What this all boils down to is that the action in The Avengers is handled in a light-hearted Saturday matinee sort of way, where the action in Man of Steel is presented in a much more serious fashion. The seriousness and somberness of the tone adds a weight and impact to the action. Could Man of Steel have done better with critics and the box-office by tossing in a throwaway scene of citizens rejoicing and celebrating the hero? Most assuredly. Do I feel it needed to coddle the audience in such a way? Not remotely. It is this drastic difference in tone that has caused people to perceive that Man of Steel is wall-to-wall action when it really isn’t. The Avengers are cracking smiles at the end of their destruction filled party, while Superman is actively mourning the death he had a part in. I’ve actually encountered people that thought the Superman/Zod fight lasted upwards of fifteen minutes, and were surprised to learn that it’s barely over five minutes long. It’s because the action hits you harder, that you feel like there’s more of it.
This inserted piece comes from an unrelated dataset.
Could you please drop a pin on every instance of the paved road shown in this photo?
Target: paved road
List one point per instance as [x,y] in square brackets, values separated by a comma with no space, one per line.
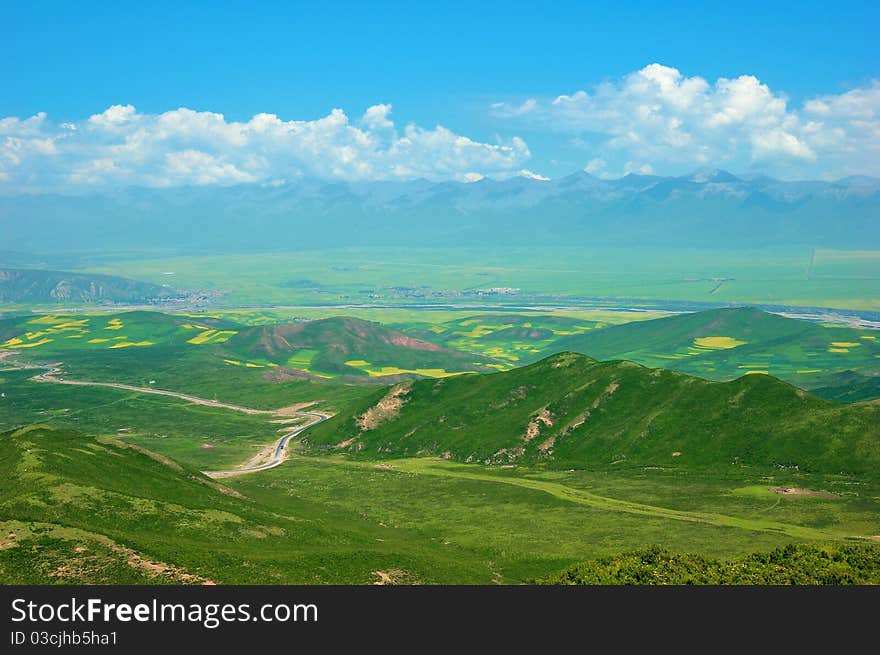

I can understand that in a post-911 world, people may not want their escapism to take such a sobering tone. The Avengers keeps things light and the audience loves it. A lot of people don’t want their fantasy-film-destruction too grim and serious these days. I enjoy the hell out of both movies, despite the typical flaws and plot-contrivances. But I enjoy them for different reasons. It just bothers me that so many people praise The Avengers, which shows Manhattan getting devastated with this almost highly irreverent “couldn’t care less” attitude, while lambasting Man of Steel, for Metropolis getting destroyed, albeit with somber serious reverence. Both movies are terrific escapism, but I think Man of Steel deserves more praise for NOT going the Avengers route glossing over the death and destruction with humorous quips and unnaturally bright and happy color-schemes.
I want to thank you for taking the time to read this, and if you’re one of the many people out there that were upset by all the destruction in Man of Steel, and maybe not looking forward to the upcoming DC Comics movies because of it, I hope this helped changed your mind.